2004 Democratic National Convention

2004 Democratic National Convention
2004 Democratic National Convention
2004 Presidential Election
John Kerry headshot with US flag.jpg John Edwards, official Senate photo portrait.jpg
Nominees
Kerry and Edwards
Convention
Date(s) July 26 - July 29
City Boston, Massachusetts
Venue FleetCenter
Chair Bill Richardson (NM)
Keynote Speaker Barack Obama (IL)
Candidates
Presidential Nominee Sen. John Kerry (MA)
Vice Presidential Nominee Sen. John Edwards (NC)
Voting
Total Delegates 4,322
Votes Needed for Nomination 2,164
Results (President) Kerry (MA): 4,253 (98.40%)
Kucinich (OH): 43 (0.99%)
Abstaining: 26 (0.60%)
Results (Vice President) Edwards (NC): 100% (Acclamation)
Ballots 1
2000  ·  2008
v · d · e

The 2004 Democratic National Convention convened from July 26 to July 29, 2004 at the FleetCenter (now the TD Garden) in Boston, Massachusetts, and nominated John Kerry and John Edwards as the official candidates of the Democratic Party for President and Vice President of the United States, respectively, in the 2004 presidential election.

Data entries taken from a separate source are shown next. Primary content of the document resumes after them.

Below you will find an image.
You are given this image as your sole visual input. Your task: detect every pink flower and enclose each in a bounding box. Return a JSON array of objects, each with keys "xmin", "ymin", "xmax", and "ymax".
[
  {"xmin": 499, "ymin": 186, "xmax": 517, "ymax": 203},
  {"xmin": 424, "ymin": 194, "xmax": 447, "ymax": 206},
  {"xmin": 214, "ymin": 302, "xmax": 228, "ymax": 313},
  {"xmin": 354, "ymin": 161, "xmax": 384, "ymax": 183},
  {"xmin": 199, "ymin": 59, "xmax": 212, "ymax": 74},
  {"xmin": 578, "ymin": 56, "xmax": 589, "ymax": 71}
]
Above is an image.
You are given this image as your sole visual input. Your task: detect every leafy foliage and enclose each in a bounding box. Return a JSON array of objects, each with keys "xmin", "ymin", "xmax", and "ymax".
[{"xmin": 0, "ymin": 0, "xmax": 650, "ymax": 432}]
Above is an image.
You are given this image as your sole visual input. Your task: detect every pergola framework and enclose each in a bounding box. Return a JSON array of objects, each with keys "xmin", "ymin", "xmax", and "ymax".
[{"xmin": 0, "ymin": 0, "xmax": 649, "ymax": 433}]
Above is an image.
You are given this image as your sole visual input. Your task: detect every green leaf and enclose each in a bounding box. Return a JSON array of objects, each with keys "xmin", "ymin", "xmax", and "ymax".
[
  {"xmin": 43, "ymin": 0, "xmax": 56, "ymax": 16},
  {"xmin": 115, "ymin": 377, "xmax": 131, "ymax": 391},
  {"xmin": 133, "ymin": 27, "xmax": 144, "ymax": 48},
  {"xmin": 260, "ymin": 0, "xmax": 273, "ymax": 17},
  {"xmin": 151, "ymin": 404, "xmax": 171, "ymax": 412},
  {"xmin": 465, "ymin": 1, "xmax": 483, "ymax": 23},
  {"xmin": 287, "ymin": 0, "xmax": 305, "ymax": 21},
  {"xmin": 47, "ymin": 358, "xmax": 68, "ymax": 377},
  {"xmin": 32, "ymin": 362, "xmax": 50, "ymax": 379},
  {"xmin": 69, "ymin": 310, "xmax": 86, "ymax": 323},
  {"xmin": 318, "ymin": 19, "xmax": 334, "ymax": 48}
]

The 2004 Democratic National Convention included the featured keynote speech of Barack Obama, then a candidate for the United States Senate from Illinois, who would later go on to become the 44th President of the United States in 2009. New Mexico Governor Bill Richardson served as chairman of the convention, while former presidential advisor to Bill Clinton, Lottie Shackelford, served as vice chairwoman.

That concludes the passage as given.